Cray is criticised by history for picking gallium arsenide, but Sembrat reckons it was a consistent strategy, looking towards the Cray-5 and Cray-6 and pushing towards systems that were ever smaller and faster, thanks to the use of the material.

Seymour Cray cropped, photo: Cray

Gallium arsenide chips, Fluorinert cooling, fibre-optic interconnects – the world is still catching up to Cray's vision

Early work had begun in the 1960s on lasers using gallium arsenide and it is possible one reason Cray selected this material was that he envisaged the possibility of ditching copper for a future of fast transmissions based on fibre optics. He might have conceived a future in which lasers were embedded in the gallium arsenide chips.

Whatever the possible future developments may have been, reality intruded. The rise of cheap silicon, with its backing by Intel, coincided with the end of the Cold War. Cray's big, cash-rich audiences in the military and espionage communities, who'd loved his expensive supercomputers, saw their defence-related budgets drastically cut.

Then came IBM's Roadrunner.

Roadrunner was the first supercomputer to break the petaflop barrier and it used 6,563 dual-core AMD chips, each linked to a graphics processor, costing $120m and taking top slot in the Top 500 supercomputer rankings three times, the first in June 2008.

Roadrunner was used by Los Alamos to run nuclear weapons simulations.

The Roadrunner supercomputer at Los Alamos

IBM's Roadrunner victory was sweet at Los Alamos

Today, the headlines are the US and Chinese supercomputer powers facing off. Meanwhile, there’s competition from general-purpose systems, with massive clusters running the web-scale operations at the likes of Twitter, Google and Facebook.

But supers are still in business. The UK’s Met Office is rolling out a £97m, 16-petaflop Cray for advanced weather modeling and prediction, replacing an IBM machine in the process. The attraction is the ability to reliably run massively parallel highly critical workloads.

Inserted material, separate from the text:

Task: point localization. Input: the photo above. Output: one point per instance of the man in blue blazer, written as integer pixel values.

The concepts established by Cray remain guiding principles: speed, density and simplicity, with – of course – the by-product of heat management. Freon and Fluorinert have gone, in favour of cheaper and more environmentally friendly water-based cooling. Energy efficiency, to reduce the trademark gargantuan power consumption, is also becoming increasingly important.

The answer is silicon, coupled with faster interconnects and GPUs from the likes of AMD and Nvidia, previously more at home in gaming and media environments. Intel is firing back with its Knights Landing Xeon Phi – now also banned from going to China – which combines multi-core architecture with more on-board memory, to stop offloading data.